Senandung kecil yang khas samar-samar terdengar ketika mata keunguan Labrador menangkap gerakan cepat di dalam air menuju tempatnya berdiri. Kemudian air dingin jernih bercipratan lembut ketika sosok mermaid berambut merah jambu panjang muncul dari dalam air. Mermaid cantik itu tersenyum cerah menemukan sosok Labrador. Ia membiarkan kedua lengannya yang tertutup sisik berkilau menyandar di pembatas kolam, menjulurkan tubuhnya sedekat mungkin dengan sosok uskup berambut violet pucat di depannya.

Tangan Labrador menyentuh rambut indah Razette. "Kau mencariku?" tanya Labrador.

Razette mengangguk cerah. Ia bersenandung kecil seraya membuat isyarat-isyarat dengan lengannya.

Labrador tersenyum. "Aku mengerti, Razette. Bunga-bunga sudah memberitahuku."

Sang mermaid tampak puas. Dengan ceria ia membiarkan Labrador membelai rambutnya lagi.

Labrador menatap sosok Razette. "Maaf, Razette. Karena aku terlalu lemah, Castor sampai terluka…"

Razette memandang Labrador dengan sedikit sedih. Tapi kemudian sosok cantik itu menggeleng pelan. Ia menjulurkan tangan dan menyentuh lengan Labrador dengan penuh sayang.
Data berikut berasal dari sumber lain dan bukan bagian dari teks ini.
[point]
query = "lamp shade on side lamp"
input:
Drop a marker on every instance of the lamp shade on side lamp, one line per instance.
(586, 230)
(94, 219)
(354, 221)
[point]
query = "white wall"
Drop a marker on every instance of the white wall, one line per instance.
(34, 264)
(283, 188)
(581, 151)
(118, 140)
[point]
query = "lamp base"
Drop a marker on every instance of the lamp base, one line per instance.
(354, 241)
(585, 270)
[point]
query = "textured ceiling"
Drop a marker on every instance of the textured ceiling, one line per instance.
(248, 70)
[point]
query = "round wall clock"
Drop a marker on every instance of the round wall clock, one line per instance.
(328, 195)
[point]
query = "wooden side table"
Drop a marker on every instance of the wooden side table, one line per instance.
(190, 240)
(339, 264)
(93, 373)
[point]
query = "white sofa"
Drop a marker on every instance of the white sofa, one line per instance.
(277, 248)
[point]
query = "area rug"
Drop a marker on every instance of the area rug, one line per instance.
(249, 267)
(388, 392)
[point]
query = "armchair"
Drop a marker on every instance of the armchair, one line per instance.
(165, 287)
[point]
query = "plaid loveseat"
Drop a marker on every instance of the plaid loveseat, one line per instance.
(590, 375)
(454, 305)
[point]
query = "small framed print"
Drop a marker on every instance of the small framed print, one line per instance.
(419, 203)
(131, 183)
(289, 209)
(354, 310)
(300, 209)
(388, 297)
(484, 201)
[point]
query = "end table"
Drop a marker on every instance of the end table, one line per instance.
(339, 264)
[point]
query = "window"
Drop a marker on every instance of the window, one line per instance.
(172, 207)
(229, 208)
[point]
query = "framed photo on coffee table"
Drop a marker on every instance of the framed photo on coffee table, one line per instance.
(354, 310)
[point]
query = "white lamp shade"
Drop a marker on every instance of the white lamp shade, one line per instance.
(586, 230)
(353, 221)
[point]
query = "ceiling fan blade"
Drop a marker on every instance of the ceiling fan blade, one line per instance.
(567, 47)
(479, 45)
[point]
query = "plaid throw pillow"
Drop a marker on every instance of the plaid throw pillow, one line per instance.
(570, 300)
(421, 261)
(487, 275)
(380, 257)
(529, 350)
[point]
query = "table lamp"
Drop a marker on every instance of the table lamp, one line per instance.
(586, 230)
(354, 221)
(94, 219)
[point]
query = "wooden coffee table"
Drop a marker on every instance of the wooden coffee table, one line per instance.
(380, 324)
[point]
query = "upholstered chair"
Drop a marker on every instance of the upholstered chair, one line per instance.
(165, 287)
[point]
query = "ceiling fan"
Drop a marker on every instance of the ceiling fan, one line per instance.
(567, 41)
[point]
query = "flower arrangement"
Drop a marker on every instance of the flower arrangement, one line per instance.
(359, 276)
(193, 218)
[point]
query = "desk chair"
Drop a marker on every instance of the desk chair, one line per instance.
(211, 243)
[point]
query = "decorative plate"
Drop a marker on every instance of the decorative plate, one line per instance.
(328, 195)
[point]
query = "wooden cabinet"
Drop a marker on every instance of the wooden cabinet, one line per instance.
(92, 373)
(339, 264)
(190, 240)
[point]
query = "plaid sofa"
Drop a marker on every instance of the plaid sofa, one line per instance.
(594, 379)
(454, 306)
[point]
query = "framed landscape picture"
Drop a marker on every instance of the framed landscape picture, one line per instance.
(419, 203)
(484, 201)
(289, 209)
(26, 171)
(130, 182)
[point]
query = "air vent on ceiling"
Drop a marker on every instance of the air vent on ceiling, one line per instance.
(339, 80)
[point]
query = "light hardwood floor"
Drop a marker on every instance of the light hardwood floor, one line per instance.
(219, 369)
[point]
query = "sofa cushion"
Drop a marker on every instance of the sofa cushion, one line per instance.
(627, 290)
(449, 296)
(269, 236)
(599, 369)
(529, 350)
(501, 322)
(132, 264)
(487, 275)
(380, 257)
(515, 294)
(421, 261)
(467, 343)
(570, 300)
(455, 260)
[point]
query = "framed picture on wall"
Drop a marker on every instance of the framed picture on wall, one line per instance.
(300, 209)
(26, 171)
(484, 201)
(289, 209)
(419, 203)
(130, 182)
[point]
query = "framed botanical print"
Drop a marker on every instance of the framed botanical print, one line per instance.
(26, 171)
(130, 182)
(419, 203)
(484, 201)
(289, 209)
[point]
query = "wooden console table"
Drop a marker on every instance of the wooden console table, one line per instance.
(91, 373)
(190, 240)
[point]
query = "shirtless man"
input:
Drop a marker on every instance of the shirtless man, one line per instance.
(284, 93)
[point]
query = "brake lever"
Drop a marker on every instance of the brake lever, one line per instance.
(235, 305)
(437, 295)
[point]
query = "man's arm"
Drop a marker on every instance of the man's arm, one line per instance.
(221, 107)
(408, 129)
"Terima kasih, Razette," Labrador tersenyum. "Aku akan membantumu," ujarnya.

Sang mermaid menatap Labrador dengan senang, kemudian ia menjulurkan tangan ke arah ekor ikannya yang berwarna tosca perak pucat. Meraih sebuah sisik berkilau, ia menjulurkannya ke arah Labrador. Uskup bermata keunguan itu meraihnya, kemudian memakan potongan sisik itu. Labrador membuka topi penutupnya, lalu meletakannya di pinggir pembatas kolam.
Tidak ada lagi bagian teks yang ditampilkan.